Not too hard. Let’s do another:
val moreNumbers = spark.range(1, 10000000, 2)
val split7 = moreNumbers.repartition(7)
split7.explain()
== Physical Plan ==
Exchange RoundRobinPartitioning(7)
+- *(1) Range (1, 10000000, step=2, splits=6)
Same operation first, but the next step is an Exchange, which is another name for a shuffle. You’re probably aware - a shuffle is an operation in which data is exchanged (hence the name) between all the executors in the cluster. The more massive your data and your cluster is, the more expensive this shuffle will be, because sending data over takes time. For performance reasons, it’s best to keep shuffles to a minimum.

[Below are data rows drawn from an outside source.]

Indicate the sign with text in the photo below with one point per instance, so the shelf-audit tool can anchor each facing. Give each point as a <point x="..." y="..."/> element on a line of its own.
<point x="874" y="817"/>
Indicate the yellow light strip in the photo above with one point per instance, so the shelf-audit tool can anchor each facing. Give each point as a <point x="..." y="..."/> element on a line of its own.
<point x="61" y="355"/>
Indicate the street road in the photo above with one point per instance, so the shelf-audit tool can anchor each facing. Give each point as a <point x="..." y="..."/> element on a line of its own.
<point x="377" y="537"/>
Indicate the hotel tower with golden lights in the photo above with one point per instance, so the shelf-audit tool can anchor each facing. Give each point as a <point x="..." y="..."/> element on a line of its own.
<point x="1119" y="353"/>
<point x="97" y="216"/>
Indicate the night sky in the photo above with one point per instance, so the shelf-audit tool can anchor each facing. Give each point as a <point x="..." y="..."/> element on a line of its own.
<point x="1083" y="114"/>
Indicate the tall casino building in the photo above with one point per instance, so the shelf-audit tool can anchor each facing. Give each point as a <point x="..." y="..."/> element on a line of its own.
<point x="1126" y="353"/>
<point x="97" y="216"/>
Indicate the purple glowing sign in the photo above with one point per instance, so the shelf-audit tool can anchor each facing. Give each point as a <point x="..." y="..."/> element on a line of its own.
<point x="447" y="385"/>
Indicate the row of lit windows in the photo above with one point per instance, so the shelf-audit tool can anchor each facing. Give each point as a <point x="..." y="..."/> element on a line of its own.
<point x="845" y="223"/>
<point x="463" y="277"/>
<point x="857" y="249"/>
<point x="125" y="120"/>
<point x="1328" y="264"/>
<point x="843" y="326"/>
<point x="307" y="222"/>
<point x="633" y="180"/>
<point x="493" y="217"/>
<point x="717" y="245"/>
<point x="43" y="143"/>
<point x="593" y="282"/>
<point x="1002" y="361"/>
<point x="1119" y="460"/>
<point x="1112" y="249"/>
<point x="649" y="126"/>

Let’s do one more, this time make it complex:
val ds1 = spark.range(1, 10000000)
val ds2 = spark.range(1, 10000000, 2)
val ds3 = ds1.repartition(7)
val ds4 = ds2.repartition(9)
val ds5 = ds3.selectExpr("id * 5 as id")
val joined = ds5.join(ds4, "id")
val sum = joined.selectExpr("sum(id)")
sum.explain
== Physical Plan ==
*(7) HashAggregate(keys=[], functions=[sum(id#36L)])
+- Exchange SinglePartition
+- *(6) HashAggregate(keys=[], functions=[partial_sum(id#36L)])
+- *(6) Project [id#36L]
+- *(6) SortMergeJoin [id#36L], [id#32L], Inner
:- *(3) Sort [id#36L ASC NULLS FIRST], false, 0
: +- Exchange hashpartitioning(id#36L, 200)
: +- *(2) Project [(id#30L * 5) AS id#36L]
: +- Exchange RoundRobinPartitioning(7)
: +- *(1) Range (1, 10000000, step=1, splits=6)
+- *(5) Sort [id#32L ASC NULLS FIRST], false, 0
+- Exchange hashpartitioning(id#32L, 200)
+- Exchange RoundRobinPartitioning(9)
+- *(4) Range (1, 10000000, step=2, splits=6)
Now that’s a nasty one. Let’s take a look.
Notice this plan is now branched. It has two sections:
section 1, bottom: A Range 1 to 1 million, in steps of 2, in 6 partitions, which is repartitioned (shuffled) into 9 partitions, then repartitioned again by a hash partitioner with the key being the column id (identifier 32) into 200 partitions, then sorted by the column id (identifier 32) ascending.
section 2, less bottom: A range 1 to 1 million, in steps of 1, in 6 partitions, repartitioned (shuffled) to 7 partitioned, modified as id * 5, with the name id (identifier 36) then repartitioned again by a hash partitioner with the key being the column id (identifier 36) into 200 partitions then sorted by that
Then those two sections are used for the SortMergeJoin. The join operation requires that the DFs in question be partitioned with the same partitioning scheme and sorted. This is why Spark does all these operations.
Then we have a project (select), in which we’re selecting just one of the two columns, because otherwise we’d have duplicate columns.
Then we have an operation called HashAggregate, in which partial sums are being computed on every partition.
Then, all the partial sums are brought to a single partition by the last exchange.
Finally we have a single HashAggregate operation in which all the partial sums are now combined for a single result.
This seems tedious, but in practice, the skill of reading and interpreting query plans is invaluable for performance analysis. You might notice that in the last example, we’re doing quite a few shuffles. With time, you will learn to quickly identify which transformations in your code are going to cause a lot of shuffling and thus performance issues.